Yapılan araştırmalar gösteriyor ki fazla düşünmek kişiyi tembelliğe itiyor. Peki fazla düşünmek ve tembellik arasında nasıl bir ilişki var? Klinik Psikolog Rabia Yavuz bu ilişkiyi şöyle açıklıyor: “Terapi odasında da en sık duyduğum şikayetlerin başında eylemsizlik geliyor. Aşırı düşünmek bilişsel bir yorgunluğa neden oluyor ve dolaylı olarak karar verme ve eyleme geçme gibi aşamalara geçişimizi güçlendiriyor. Her zaman ve her durumda olmasa da sürekli düşünmek bazılarımızda kararsızlık veya eyleme geçme zorluğu gibi sorunlara yol açabilir. Sahip olduğumuz enerjiyi aşırı düşünerek harcadığımızda eyleme geçtiğimiz sırada ihtiyacımız olan motivasyonu kaybederiz.
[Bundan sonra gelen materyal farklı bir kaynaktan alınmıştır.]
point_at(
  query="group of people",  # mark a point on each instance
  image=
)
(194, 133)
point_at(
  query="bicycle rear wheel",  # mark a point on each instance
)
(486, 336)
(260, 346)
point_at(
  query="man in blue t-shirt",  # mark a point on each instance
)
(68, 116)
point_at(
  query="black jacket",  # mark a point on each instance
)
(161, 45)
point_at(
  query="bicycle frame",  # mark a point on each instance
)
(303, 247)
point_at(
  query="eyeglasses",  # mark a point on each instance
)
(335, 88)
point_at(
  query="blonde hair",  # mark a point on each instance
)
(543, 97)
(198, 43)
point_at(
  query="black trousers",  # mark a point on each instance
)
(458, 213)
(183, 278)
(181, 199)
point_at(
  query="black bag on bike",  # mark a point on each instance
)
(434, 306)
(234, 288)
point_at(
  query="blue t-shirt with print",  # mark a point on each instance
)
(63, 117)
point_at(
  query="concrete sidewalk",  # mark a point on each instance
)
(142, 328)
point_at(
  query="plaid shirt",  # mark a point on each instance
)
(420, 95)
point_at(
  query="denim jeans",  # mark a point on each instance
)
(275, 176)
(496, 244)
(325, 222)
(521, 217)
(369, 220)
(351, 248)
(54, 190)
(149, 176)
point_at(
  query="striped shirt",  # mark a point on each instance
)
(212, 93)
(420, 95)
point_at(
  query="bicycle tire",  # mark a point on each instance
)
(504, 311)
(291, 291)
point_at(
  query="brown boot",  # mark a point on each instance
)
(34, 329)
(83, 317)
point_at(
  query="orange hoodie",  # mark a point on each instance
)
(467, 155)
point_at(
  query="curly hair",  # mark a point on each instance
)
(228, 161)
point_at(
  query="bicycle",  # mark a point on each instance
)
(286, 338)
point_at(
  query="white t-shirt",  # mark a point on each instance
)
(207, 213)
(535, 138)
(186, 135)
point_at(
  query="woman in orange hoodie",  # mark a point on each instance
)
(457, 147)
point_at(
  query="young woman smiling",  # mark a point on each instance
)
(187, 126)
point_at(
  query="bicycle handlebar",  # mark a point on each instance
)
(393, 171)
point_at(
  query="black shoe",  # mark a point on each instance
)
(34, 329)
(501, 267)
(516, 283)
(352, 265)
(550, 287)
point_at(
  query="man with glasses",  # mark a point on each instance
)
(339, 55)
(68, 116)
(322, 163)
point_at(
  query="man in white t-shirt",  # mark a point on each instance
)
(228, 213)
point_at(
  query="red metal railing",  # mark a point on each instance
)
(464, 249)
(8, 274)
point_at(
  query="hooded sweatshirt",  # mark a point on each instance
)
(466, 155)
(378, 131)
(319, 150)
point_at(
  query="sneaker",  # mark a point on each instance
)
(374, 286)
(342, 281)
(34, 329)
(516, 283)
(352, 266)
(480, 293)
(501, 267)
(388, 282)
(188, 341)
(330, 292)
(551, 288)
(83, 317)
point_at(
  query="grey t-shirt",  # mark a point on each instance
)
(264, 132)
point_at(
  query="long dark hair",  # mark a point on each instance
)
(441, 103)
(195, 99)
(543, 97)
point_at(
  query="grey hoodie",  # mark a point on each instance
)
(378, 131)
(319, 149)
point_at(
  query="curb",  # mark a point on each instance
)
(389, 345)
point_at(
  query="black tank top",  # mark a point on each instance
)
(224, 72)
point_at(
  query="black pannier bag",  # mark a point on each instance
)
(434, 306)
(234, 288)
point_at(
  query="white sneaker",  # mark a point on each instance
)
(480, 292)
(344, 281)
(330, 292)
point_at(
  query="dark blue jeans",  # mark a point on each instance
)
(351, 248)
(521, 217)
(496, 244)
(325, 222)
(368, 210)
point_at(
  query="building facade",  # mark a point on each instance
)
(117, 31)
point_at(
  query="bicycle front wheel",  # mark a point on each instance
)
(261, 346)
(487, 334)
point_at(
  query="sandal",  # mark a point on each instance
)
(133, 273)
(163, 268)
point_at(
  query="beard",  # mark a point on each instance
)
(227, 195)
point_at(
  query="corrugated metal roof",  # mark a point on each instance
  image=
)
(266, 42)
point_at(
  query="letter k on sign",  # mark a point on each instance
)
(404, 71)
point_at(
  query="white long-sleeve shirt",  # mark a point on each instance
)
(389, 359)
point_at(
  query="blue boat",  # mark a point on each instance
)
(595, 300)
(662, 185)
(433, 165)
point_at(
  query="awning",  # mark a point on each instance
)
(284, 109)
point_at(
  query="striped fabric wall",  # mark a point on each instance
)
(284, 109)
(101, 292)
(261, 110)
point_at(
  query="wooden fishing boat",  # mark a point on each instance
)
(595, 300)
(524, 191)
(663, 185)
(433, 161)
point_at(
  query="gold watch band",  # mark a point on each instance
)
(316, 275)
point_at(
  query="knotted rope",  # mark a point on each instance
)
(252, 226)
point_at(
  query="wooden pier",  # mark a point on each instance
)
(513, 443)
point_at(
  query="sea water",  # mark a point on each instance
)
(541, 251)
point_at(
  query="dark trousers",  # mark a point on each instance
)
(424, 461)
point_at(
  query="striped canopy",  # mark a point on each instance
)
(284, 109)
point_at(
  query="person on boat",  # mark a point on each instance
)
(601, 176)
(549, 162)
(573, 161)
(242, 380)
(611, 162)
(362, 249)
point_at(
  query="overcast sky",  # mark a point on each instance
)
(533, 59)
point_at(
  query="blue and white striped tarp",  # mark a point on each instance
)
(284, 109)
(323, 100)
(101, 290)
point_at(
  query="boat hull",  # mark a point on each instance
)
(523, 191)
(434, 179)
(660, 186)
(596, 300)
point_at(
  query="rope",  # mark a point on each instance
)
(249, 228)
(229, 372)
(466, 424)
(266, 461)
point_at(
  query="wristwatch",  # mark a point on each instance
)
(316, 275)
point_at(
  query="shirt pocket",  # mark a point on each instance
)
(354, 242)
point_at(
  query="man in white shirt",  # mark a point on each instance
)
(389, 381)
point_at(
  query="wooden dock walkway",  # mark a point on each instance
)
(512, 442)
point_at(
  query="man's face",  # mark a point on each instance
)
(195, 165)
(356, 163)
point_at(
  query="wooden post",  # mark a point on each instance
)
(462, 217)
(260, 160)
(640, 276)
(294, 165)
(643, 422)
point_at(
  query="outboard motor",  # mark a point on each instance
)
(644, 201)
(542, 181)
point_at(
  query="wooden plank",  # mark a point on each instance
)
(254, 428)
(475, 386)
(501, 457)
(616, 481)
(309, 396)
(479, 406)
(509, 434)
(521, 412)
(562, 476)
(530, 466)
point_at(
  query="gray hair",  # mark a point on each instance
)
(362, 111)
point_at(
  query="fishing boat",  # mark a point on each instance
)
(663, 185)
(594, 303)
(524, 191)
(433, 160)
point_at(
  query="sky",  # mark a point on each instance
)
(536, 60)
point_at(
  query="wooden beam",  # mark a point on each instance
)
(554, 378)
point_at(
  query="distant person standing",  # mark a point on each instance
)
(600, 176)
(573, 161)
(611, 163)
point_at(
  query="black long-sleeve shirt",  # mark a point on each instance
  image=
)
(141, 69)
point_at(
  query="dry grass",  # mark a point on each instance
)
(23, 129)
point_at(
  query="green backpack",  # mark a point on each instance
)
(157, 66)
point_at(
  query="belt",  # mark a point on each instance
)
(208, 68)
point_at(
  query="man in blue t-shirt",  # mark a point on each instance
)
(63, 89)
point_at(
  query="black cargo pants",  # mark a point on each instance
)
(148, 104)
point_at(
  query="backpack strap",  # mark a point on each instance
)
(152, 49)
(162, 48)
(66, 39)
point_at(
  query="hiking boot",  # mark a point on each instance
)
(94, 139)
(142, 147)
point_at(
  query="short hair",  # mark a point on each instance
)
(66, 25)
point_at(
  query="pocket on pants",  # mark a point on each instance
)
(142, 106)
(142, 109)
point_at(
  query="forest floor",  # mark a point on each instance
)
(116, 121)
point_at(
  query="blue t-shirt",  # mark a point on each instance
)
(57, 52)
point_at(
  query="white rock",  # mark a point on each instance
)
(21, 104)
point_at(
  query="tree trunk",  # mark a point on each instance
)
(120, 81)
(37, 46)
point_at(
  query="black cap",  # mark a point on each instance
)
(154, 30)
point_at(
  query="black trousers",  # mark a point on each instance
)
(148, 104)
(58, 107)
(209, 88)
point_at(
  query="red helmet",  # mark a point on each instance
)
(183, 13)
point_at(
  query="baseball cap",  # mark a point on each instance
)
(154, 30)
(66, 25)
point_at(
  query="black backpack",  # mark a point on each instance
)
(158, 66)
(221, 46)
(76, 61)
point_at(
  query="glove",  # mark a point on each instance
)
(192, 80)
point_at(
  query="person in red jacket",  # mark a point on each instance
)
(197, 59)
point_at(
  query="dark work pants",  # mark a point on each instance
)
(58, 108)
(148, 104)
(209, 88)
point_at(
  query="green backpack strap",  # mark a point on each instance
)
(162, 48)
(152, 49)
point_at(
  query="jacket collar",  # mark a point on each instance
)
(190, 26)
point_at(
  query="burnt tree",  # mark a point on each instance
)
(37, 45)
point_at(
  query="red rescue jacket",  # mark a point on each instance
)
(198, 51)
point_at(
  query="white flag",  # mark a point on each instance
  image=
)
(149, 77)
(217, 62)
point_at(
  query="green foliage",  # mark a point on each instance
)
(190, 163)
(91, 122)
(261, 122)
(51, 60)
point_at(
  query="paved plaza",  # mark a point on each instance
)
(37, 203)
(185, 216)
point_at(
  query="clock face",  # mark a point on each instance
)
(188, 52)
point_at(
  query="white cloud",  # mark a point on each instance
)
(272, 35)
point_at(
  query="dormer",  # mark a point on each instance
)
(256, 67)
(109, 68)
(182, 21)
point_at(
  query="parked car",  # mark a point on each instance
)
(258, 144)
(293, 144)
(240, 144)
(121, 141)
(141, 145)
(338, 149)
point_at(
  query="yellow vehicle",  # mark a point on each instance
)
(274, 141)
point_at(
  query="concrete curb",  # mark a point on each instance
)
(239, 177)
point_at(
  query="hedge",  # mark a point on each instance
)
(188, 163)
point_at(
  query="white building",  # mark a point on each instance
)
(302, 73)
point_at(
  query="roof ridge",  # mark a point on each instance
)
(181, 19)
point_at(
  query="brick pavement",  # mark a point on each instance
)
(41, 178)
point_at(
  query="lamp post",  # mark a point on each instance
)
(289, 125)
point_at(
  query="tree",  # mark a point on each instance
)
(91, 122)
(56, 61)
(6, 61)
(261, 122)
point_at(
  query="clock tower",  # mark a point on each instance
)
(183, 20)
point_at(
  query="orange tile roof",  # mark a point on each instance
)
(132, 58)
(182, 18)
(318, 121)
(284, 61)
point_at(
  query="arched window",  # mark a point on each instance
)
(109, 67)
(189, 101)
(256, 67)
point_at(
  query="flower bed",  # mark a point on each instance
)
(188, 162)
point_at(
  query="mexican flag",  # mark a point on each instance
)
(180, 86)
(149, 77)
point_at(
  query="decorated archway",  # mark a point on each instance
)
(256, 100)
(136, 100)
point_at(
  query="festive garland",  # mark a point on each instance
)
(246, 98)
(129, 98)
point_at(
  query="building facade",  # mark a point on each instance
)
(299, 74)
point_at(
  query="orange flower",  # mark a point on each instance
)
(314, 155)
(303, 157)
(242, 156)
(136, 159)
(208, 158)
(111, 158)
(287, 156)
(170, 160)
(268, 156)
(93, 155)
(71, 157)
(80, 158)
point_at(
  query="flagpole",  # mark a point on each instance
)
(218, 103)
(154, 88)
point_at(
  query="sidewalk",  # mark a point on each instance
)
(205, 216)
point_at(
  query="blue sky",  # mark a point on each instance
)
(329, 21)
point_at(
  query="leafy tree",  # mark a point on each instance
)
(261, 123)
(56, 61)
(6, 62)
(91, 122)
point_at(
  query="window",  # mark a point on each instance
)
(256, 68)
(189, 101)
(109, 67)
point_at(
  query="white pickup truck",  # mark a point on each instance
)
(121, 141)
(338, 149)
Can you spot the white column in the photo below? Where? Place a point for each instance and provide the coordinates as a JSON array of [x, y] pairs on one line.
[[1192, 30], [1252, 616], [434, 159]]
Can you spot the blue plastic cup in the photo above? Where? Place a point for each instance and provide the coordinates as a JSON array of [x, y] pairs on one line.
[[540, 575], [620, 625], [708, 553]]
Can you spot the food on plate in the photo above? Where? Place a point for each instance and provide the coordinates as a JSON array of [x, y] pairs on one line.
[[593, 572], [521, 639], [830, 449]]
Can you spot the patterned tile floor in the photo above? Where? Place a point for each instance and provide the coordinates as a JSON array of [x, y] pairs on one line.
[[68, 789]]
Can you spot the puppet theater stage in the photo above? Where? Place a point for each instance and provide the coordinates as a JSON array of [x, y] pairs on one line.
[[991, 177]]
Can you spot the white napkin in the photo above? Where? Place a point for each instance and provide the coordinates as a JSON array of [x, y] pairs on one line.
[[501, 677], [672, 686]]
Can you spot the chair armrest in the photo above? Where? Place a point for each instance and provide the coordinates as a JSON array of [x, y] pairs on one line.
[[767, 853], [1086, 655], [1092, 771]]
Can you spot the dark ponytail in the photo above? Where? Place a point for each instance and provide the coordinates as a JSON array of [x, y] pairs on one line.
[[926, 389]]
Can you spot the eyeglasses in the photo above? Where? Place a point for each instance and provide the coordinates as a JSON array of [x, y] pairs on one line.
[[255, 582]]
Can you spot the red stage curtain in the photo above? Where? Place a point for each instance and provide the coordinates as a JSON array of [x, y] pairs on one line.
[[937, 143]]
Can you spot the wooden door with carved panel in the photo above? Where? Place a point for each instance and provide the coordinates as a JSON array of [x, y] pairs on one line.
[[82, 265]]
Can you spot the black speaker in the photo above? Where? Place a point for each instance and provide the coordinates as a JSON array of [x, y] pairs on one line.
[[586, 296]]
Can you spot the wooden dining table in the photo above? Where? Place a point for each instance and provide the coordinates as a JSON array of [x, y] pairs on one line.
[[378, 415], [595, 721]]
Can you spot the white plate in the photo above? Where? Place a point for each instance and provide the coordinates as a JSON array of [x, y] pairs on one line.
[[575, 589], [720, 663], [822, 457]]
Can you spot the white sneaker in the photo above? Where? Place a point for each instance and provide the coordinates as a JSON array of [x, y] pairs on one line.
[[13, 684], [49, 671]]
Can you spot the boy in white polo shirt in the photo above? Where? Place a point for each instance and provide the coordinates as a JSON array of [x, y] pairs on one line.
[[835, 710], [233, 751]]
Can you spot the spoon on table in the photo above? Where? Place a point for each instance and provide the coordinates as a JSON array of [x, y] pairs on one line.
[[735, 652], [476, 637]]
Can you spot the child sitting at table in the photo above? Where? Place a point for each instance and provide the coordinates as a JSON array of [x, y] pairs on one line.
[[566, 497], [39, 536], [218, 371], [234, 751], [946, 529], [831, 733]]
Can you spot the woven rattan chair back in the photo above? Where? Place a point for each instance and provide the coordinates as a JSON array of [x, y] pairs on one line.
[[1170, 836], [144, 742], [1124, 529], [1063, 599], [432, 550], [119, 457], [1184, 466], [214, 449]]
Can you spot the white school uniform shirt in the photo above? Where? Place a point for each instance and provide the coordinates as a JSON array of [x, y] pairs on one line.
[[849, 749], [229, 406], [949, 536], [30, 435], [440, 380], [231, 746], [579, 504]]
Düşünceler duyguları, duygular ise davranışları hızlıca etkileyebileceğinden düşünmek hem psikolojik hem fizyolojik sağlığımız üzerinde büyük bir etki alanına sahiptir. Bu nedenle düşüncelerinizde boğulup kaldığınızı hissediyor ve tükenmiş bir halde kendinizi uzun süredir buluyorsanız bu konuda uzman desteği almanız gerekebilir.”